| Aside from "moral outrage" style concerns ("AI is bad for the environment", power consumption, water consumption, or "datacenters benefit rich people, rich people bad, so datacenters bad"), I've heard of specific bad examples how datacenters (allegedly) negatively impacted the surrounding population: - Noise (from fans to generators to possible infrasound concerns) - Air pollution (from data centers semi-permanently running on generators) - Electricity prices (although I don't understand how this is supposed to work) - Water consumption affecting the population (water restrictions, price increases, water table dropping) Many of these are one-sided stories told from the perspective of the residents that I didn't try to verify, but I suspect some of these concerns are legit. The company building the datacenter has a lot of incentives to cut corners and/or cause some of these impacts, externalizing its costs (e.g. by saving money at the expense of noise emissions, running the DC on unpermitted gas turbines to be able to build a DC where there isn't enough grid, negotiating clever deals that benefit the company but screw over the utility forcing it to raise prices for others, using groundwater for evaporative cooling to make cooling cheaper, etc.) The company building the datacenter also likely has a lot more experience while the people of the town and the town itself are doing this once, so there is an inbalance in experience that makes it easy for the company to get away with some of these. There is very little benefit that the people of the area can expect from a data center - as I understand it, there are very few jobs in one past the construction phase, even the construction jobs are often filled with experienced travelling workers, and given the negotiation imbalance, a town seems likely to get screwed on any contributions that the data center promises. Maybe the solution would be some kind of framework/organization that guarantees (ideally with binding, well tested contracts) that the datacenter won't be a nuisance, builds a reputation for being reliable, and in exchange, companies that work under that framework can expect quick approvals and less pushback. Until that exists, or companies start offering guarantees up front (e.g. guaranteeing a certain power price or noise level), I'm not surprised that people push back (especially if the company building the data center has screwed up in the past). |
A golf course uses a lot of water. A factory can use a lot of power -- and generate pollution. A chemical factory could have all kinds of externalities (if not properly managed.) Heck, switching to electric heat (over gas) or electric cars over ICE for an area will also drive up power usage.

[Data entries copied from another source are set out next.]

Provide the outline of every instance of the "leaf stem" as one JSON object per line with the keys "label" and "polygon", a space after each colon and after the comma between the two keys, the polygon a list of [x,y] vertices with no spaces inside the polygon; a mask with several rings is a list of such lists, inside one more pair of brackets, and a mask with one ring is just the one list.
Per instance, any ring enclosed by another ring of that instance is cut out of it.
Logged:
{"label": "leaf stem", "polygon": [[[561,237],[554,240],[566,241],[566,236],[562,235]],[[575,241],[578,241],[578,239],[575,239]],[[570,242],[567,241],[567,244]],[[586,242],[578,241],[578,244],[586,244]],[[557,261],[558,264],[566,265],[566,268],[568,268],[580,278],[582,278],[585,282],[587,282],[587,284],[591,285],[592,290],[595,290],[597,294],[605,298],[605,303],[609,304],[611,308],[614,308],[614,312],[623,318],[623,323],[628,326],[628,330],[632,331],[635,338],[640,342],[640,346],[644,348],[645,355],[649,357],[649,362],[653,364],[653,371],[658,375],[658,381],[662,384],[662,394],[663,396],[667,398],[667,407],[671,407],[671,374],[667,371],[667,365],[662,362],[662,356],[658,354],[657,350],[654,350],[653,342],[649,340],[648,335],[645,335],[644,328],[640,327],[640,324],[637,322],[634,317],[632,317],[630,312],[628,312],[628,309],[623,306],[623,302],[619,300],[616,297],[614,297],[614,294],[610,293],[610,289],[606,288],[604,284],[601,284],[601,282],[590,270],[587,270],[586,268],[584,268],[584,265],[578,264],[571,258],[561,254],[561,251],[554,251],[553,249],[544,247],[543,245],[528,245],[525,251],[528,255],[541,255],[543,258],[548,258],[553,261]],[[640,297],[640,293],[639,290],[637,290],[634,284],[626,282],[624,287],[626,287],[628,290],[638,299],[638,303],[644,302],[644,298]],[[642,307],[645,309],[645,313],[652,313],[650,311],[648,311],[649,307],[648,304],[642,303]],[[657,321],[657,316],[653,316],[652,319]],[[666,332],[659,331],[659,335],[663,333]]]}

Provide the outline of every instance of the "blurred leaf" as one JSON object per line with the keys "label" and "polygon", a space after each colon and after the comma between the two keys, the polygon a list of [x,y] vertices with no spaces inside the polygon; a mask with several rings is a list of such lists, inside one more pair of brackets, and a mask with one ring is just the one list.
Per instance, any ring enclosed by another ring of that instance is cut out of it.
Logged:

But we don't freak out when someone builds a golf course or a factory or switch to electric.
We have rules about all those things. Sound is one: you need to be within reasonable limits. Electricity usage is another: power operators always need to manage their load and expand generation (that's why we keep adding solar and wind everywhere.) Air pollution is similarly managed.
I can understand if people are concerned about "infrasound" -- why not pass a law that regulates it -- like other noise limits?
Datacenters may have specific potential issues. But none of them are unique to datacenters. And we've been managing these issues for hundreds of years.